Em toda a sua obra, a contribuição mais importante de Dalí para o Surrealismo foi a capacidade de transmutar a matéria por meio de imagens múltiplas através do método paranoico-crítico que permite ao espectador ver ao mesmo tempo diferentes objetos em uma mesma forma.
A visão feminina do Surrealismo
O Surrealismo situou a mulher no centro dos poderes criativos e subversivos do instinto amoroso. Assim, muitas artistas aproximaram-se do Surrealismo atraídas por essa nova visão da feminilidade, pelo seu antiacademicismo e pelas suas posturas revolucionárias. Mulheres como a mexicana Frida Kahlo, as estadunidenses Dorothea Tanning e Kay Sage, a ítalo-argentina Leonor Fini e a anglo-mexicana Leonora Carrington demonstram que poucas vezes na história da arte um movimento aglutinou tantas mulheres artistas, e com tal variedade de obras, como o fez o Surrealismo, embora poucas vezes também tenha silenciado essas obras de modo tão evidente. Na prática surrealista, o homem continuava a ser o criador e a mulher a musa e o objeto da obra de arte.
Em torno do Surrealismo
O séc.
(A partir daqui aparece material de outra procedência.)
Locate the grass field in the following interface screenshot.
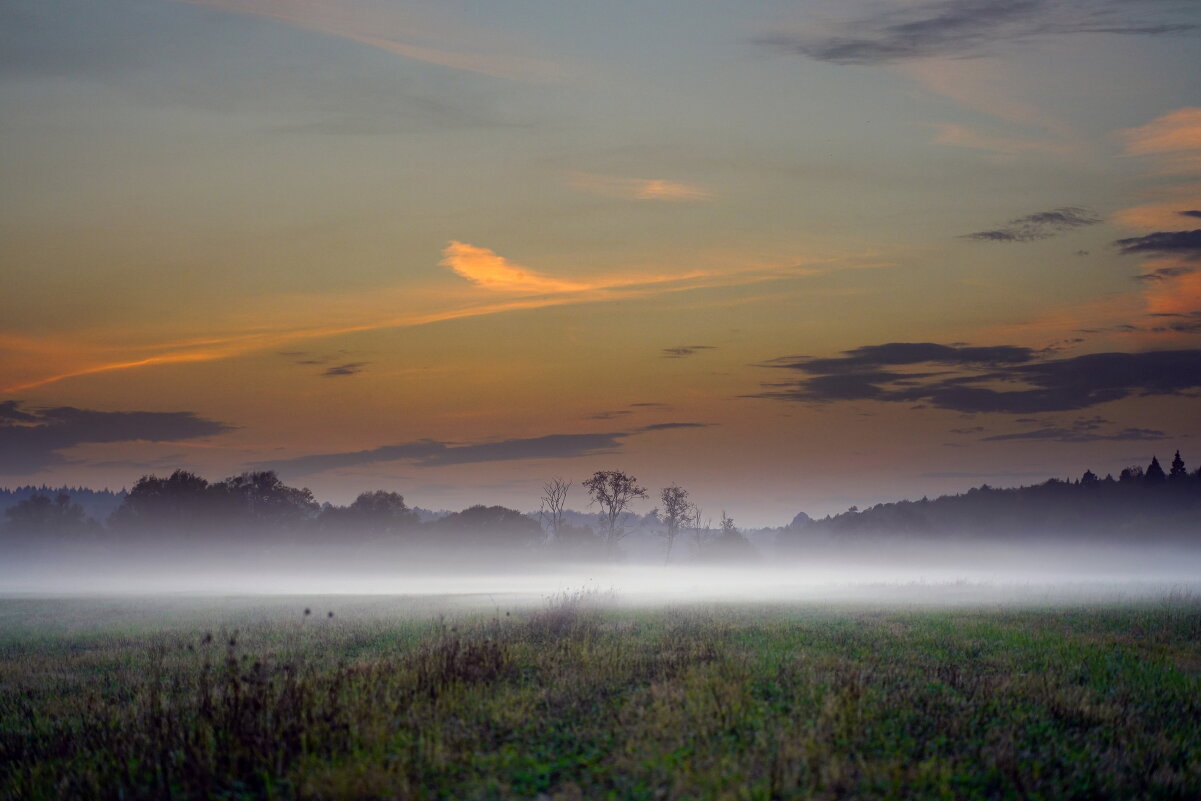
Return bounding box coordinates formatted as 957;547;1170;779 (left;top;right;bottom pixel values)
0;593;1201;800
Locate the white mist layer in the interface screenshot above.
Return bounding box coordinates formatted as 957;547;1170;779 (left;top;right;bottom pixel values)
0;543;1201;604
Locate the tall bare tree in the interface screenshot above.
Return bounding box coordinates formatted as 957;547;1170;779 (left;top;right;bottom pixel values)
688;503;712;556
584;470;646;556
538;476;572;544
655;484;691;564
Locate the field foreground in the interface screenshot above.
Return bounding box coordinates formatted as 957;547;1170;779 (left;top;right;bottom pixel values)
0;592;1201;800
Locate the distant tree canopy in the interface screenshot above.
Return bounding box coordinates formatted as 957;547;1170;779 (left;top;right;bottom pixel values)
5;492;96;537
778;453;1201;549
109;470;318;532
318;490;420;534
426;506;543;548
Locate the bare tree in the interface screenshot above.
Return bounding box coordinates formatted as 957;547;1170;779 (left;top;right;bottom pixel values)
538;476;572;544
688;503;711;556
653;484;689;564
584;470;646;556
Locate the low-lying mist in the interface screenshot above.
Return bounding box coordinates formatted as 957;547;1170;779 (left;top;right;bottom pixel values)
0;539;1201;604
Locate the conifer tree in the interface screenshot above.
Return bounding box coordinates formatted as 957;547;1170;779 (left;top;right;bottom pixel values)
1169;450;1189;479
1143;456;1166;484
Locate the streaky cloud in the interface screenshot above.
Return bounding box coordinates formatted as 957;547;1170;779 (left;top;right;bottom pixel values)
0;401;233;476
758;0;1201;65
961;205;1101;243
746;342;1201;414
663;345;717;359
1113;228;1201;256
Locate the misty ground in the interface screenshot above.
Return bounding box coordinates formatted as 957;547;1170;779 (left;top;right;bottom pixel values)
0;586;1201;800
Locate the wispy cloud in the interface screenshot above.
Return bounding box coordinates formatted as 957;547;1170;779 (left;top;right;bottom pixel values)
749;342;1201;414
441;241;590;293
759;0;1201;65
0;401;232;476
961;205;1101;243
321;361;370;378
1119;106;1201;174
253;423;707;477
567;171;715;203
185;0;560;82
663;345;717;359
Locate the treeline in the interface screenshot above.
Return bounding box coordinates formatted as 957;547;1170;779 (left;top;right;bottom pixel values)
0;470;754;560
777;452;1201;550
4;470;543;546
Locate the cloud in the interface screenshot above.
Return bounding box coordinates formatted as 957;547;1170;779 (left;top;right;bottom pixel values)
981;418;1167;442
251;423;709;477
440;241;591;292
186;0;560;82
0;241;835;393
1134;264;1196;281
1113;228;1201;257
748;342;1201;414
759;0;1199;65
1119;106;1201;174
639;423;712;431
663;345;717;359
253;432;629;477
961;205;1101;241
0;401;232;474
321;361;371;378
567;171;715;203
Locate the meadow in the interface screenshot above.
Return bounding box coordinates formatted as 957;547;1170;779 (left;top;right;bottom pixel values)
0;592;1201;801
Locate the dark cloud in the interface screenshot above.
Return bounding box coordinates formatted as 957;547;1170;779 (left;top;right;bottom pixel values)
321;361;371;378
663;345;717;359
0;401;232;474
920;471;1046;479
1134;264;1195;281
981;426;1167;442
251;423;709;477
1113;228;1201;258
961;205;1101;242
749;342;1201;414
767;342;1036;377
759;0;1199;65
588;408;633;420
253;432;629;477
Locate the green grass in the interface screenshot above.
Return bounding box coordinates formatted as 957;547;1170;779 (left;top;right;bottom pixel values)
0;593;1201;800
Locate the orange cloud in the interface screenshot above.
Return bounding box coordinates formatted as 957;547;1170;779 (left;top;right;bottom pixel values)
1110;190;1201;231
185;0;560;82
567;172;713;202
1119;107;1201;174
0;241;836;393
440;241;596;293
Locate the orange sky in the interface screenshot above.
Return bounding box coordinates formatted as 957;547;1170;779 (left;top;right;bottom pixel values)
0;0;1201;525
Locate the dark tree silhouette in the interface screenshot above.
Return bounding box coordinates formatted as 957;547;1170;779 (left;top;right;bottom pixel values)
109;470;234;532
5;492;88;537
538;477;572;544
651;484;689;564
1143;456;1167;484
318;490;419;534
1118;465;1142;483
584;470;646;556
222;470;319;526
1167;450;1189;480
426;504;542;548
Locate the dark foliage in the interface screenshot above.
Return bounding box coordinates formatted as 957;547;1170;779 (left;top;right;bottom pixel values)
778;454;1201;550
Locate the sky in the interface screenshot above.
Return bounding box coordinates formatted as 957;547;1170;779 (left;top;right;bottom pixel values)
0;0;1201;526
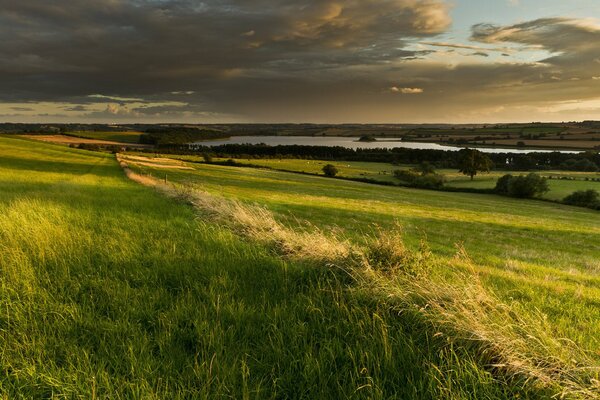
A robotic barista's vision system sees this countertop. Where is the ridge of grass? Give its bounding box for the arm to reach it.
[121,155,600,398]
[0,136,564,399]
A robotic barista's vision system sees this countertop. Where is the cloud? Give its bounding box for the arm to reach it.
[0,0,451,121]
[390,86,424,94]
[0,0,600,122]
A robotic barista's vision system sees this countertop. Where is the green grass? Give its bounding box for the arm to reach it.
[127,155,600,361]
[0,137,556,399]
[165,156,600,200]
[67,131,142,144]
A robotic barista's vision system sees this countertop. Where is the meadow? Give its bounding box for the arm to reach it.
[123,156,600,356]
[0,136,600,399]
[65,131,142,144]
[166,156,600,201]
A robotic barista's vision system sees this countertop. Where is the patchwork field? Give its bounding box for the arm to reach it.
[123,155,600,356]
[67,131,142,144]
[0,136,600,399]
[166,156,600,200]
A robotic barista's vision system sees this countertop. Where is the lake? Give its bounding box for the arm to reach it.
[194,136,579,153]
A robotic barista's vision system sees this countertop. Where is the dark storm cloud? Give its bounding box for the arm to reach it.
[472,18,600,79]
[0,0,600,122]
[0,0,450,101]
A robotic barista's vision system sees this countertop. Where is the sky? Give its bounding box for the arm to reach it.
[0,0,600,123]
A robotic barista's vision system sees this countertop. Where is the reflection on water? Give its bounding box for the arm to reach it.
[195,136,578,153]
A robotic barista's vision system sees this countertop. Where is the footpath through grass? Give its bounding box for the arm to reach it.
[176,156,600,200]
[0,137,560,399]
[125,155,600,364]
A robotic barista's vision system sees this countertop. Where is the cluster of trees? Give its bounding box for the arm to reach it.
[394,161,446,189]
[140,127,230,148]
[158,143,600,171]
[563,189,600,210]
[560,158,600,172]
[494,173,550,198]
[322,164,339,178]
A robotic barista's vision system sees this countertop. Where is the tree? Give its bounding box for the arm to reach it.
[495,173,549,198]
[563,189,600,209]
[414,161,435,176]
[323,164,339,178]
[458,149,493,180]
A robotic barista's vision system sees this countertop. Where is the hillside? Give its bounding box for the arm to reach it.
[0,137,600,399]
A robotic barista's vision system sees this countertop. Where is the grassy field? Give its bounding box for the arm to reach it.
[125,153,600,360]
[0,137,568,399]
[165,156,600,200]
[66,131,142,143]
[0,136,600,399]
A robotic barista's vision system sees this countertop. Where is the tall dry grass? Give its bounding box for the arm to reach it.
[119,157,600,399]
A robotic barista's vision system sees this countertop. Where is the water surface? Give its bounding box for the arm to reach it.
[194,136,578,153]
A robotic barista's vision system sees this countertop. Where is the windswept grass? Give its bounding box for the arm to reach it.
[120,155,600,365]
[122,159,600,398]
[0,137,572,399]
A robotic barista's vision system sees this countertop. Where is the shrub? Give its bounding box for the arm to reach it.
[495,173,549,198]
[563,189,600,210]
[494,174,513,196]
[394,169,446,189]
[323,164,339,178]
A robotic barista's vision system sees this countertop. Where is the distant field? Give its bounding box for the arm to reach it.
[126,154,600,360]
[67,131,142,143]
[0,136,564,399]
[165,156,600,200]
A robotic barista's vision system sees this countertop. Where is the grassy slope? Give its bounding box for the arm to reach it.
[127,156,600,359]
[0,137,541,399]
[67,131,142,143]
[168,156,600,200]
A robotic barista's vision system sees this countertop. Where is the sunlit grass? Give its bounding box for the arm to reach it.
[0,137,548,399]
[123,155,600,359]
[171,156,600,200]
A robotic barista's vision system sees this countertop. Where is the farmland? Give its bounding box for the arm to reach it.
[0,137,600,399]
[66,131,142,144]
[123,155,600,356]
[166,156,600,201]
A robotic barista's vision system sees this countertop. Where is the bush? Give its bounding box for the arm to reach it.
[563,189,600,210]
[323,164,339,178]
[394,169,446,189]
[495,173,550,198]
[560,158,599,172]
[494,174,514,196]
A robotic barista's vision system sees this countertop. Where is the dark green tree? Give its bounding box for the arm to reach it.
[323,164,339,178]
[458,149,493,180]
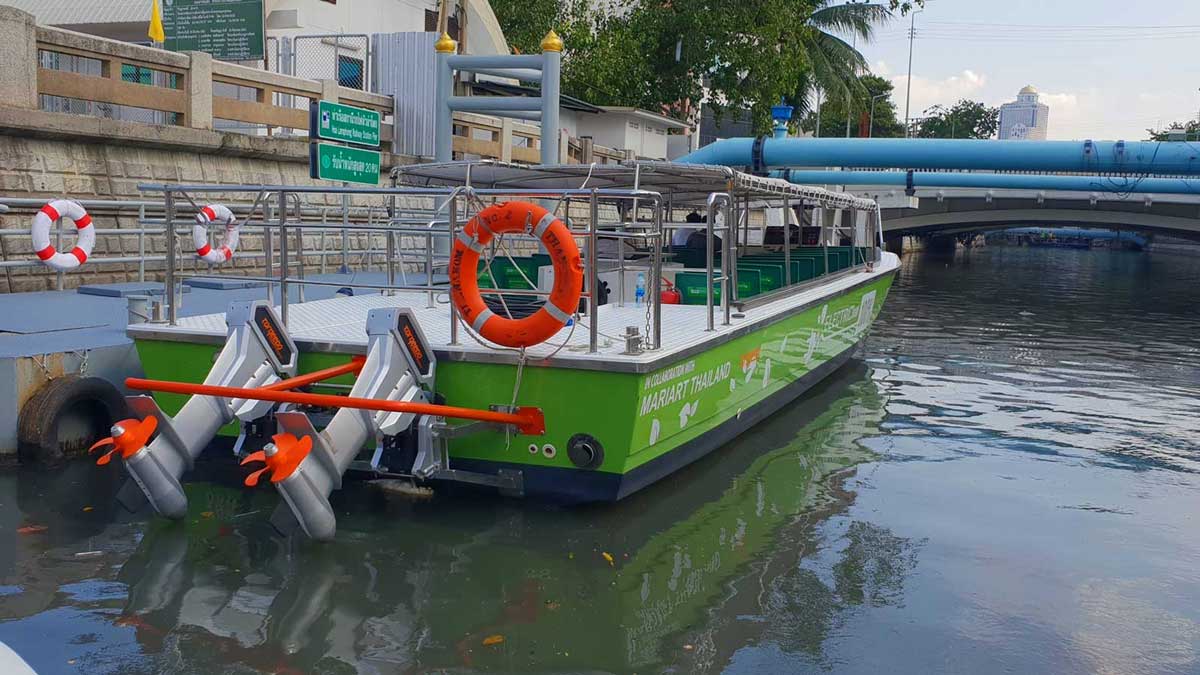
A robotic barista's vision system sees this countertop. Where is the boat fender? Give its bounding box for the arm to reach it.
[566,434,604,468]
[192,204,241,264]
[17,375,128,462]
[450,202,583,347]
[29,199,96,270]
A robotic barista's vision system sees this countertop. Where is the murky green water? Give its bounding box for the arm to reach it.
[0,249,1200,675]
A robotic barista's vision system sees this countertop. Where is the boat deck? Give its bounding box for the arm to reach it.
[128,253,899,372]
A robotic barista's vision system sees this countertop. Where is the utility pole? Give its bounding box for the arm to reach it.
[812,89,822,138]
[846,32,858,138]
[866,94,887,138]
[904,10,922,138]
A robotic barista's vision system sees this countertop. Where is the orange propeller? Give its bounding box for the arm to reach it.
[88,416,158,466]
[241,434,312,488]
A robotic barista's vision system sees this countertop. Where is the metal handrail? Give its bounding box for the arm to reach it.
[147,185,664,353]
[704,192,733,330]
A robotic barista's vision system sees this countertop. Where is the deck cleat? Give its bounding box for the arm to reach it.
[88,417,158,466]
[241,434,312,488]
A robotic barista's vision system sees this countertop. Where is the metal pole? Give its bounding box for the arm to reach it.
[138,204,146,283]
[904,10,919,138]
[721,195,738,325]
[263,202,275,305]
[541,39,561,165]
[433,34,457,162]
[280,190,288,329]
[812,89,821,138]
[444,192,458,346]
[585,184,595,354]
[866,94,887,138]
[814,207,829,275]
[292,195,305,303]
[162,189,179,325]
[54,217,65,291]
[784,197,804,288]
[650,193,662,350]
[388,231,396,295]
[337,189,350,274]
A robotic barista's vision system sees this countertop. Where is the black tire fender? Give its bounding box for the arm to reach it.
[17,375,128,464]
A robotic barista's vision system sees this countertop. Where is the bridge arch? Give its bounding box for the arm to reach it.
[883,208,1200,238]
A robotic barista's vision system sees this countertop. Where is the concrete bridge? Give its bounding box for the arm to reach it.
[846,185,1200,240]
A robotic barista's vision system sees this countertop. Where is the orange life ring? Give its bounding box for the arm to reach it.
[450,202,583,347]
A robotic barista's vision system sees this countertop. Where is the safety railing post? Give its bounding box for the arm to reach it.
[584,187,597,354]
[444,192,456,345]
[721,196,738,325]
[162,187,179,325]
[650,197,662,350]
[784,197,804,288]
[138,204,146,283]
[54,217,66,291]
[704,192,731,330]
[278,190,288,329]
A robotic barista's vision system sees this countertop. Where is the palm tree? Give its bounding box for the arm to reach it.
[792,0,892,112]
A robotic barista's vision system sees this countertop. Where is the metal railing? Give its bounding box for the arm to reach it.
[0,197,427,291]
[139,185,662,353]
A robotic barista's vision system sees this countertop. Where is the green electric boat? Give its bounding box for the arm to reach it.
[119,161,899,538]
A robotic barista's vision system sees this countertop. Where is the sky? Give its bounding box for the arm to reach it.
[859,0,1200,141]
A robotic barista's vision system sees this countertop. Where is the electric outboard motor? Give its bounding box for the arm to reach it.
[105,300,298,519]
[242,309,437,540]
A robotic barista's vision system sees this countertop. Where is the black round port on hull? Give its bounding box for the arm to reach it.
[566,434,604,468]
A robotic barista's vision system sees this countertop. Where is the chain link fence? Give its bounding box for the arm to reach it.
[288,34,371,91]
[37,49,179,125]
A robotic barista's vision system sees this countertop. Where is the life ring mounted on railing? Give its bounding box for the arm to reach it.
[192,204,241,264]
[29,199,96,270]
[450,202,583,347]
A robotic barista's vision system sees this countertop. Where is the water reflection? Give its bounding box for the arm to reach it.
[0,250,1200,674]
[0,363,907,673]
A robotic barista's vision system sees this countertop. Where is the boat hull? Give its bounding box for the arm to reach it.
[137,270,894,503]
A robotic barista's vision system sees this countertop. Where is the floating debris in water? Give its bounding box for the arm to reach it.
[371,478,433,500]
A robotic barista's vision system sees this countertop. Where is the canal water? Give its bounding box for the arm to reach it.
[0,247,1200,675]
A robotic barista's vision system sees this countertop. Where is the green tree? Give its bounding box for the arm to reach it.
[792,0,895,119]
[916,98,1000,138]
[799,74,904,138]
[492,0,924,131]
[1146,120,1200,141]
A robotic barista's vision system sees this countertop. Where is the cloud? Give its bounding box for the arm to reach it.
[878,69,988,117]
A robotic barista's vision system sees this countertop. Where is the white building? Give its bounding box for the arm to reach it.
[0,0,509,59]
[1000,85,1050,141]
[576,106,689,160]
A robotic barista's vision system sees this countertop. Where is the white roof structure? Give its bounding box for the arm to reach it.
[4,0,152,25]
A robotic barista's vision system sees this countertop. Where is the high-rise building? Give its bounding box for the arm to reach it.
[1000,85,1050,141]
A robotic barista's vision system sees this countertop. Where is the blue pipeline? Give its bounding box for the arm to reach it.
[770,168,1200,195]
[676,137,1200,175]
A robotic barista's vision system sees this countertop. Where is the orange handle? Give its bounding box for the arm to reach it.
[263,357,367,392]
[125,374,546,436]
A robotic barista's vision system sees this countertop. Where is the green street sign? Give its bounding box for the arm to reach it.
[161,0,266,61]
[308,143,380,185]
[308,101,379,148]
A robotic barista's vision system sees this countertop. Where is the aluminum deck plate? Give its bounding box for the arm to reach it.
[128,253,899,372]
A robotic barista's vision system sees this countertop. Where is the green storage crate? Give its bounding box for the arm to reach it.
[738,261,784,293]
[674,269,762,305]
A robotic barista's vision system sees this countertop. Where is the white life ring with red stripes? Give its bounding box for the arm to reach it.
[192,204,241,264]
[29,199,96,269]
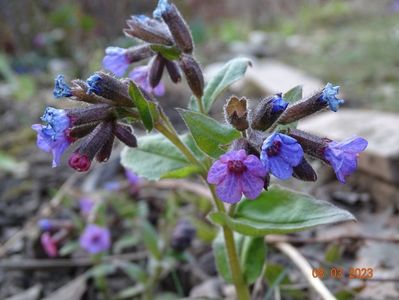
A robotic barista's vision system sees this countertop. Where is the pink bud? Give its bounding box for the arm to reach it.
[68,152,91,172]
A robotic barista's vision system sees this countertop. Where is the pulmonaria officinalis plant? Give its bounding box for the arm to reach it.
[33,0,367,299]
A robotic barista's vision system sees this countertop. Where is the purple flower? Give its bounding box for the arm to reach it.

XX consagrou figuras singulares que realizaram uma interessante obra à margem dos grupos organizados das vanguardas, artistas cujas criações estão profundamente ligadas ao seu tempo mas, ao mesmo tempo, fogem das classificações coletivas. O bielorrusso Marc Chagall e os italianos Amedeo Modigliani, Giorgio Morandi e Giorgio de Chirico fazem parte dessa lista de artistas intervenientes mas de difícil classificação estilística, cuja obra não pode ficar esquecida no quadro da história da arte.
A poética do sonho
Em 1910, Marc Chagall instalou-se em Paris conduzido pelas suas inquietações artísticas, integrando-se no movimento cultural de vanguarda. Em Eu e a Aldeia (1911; MoMA, Nova Iorque, EUA), utiliza um cromatismo brilhante herdado do fauvismo e uma estruturação radial que recorda os ensinamentos do Cubismo, procura sintetizar os avanços da vanguarda com as tradições judaicas da sua Bielorrússia natal.
A pintura metafísica
A pintura italiana, após o futurismo característico da pré-guerra, conheceu um retorno à tradição clássica com uma visão moderna em torno da revista Valori Plastici, que agrupou uma série de artistas como Giorgio de Chirico, seu irmão Alberto Savinio, Carlo Carrà, Filippo de Pisis e Giorgio Morandi, representantes do movimento denominado pintura metafísica. Nas obras de Giorgio de Chirico, que representam a solidão e a melancolia, o sonho, a realidade e a memória confundem-se e conferem um caráter atemporal e religioso ao quadro.
Uma das obras paradigmáticas da pintura metafísica é As Musas Inquietantes (1916; coleção particular). A obra complexa que Giorgio de Chirico gerou na sua etapa metafísica contém um estranho sentimento de espera, ao mesmo tempo em que das suas composições, traçadas com perspectivas de horizontes díspares, parece emanar um sentimento suspenso de vazio e inquietação que o fizeram merecedor do epíteto Pintor do Mistério Laico.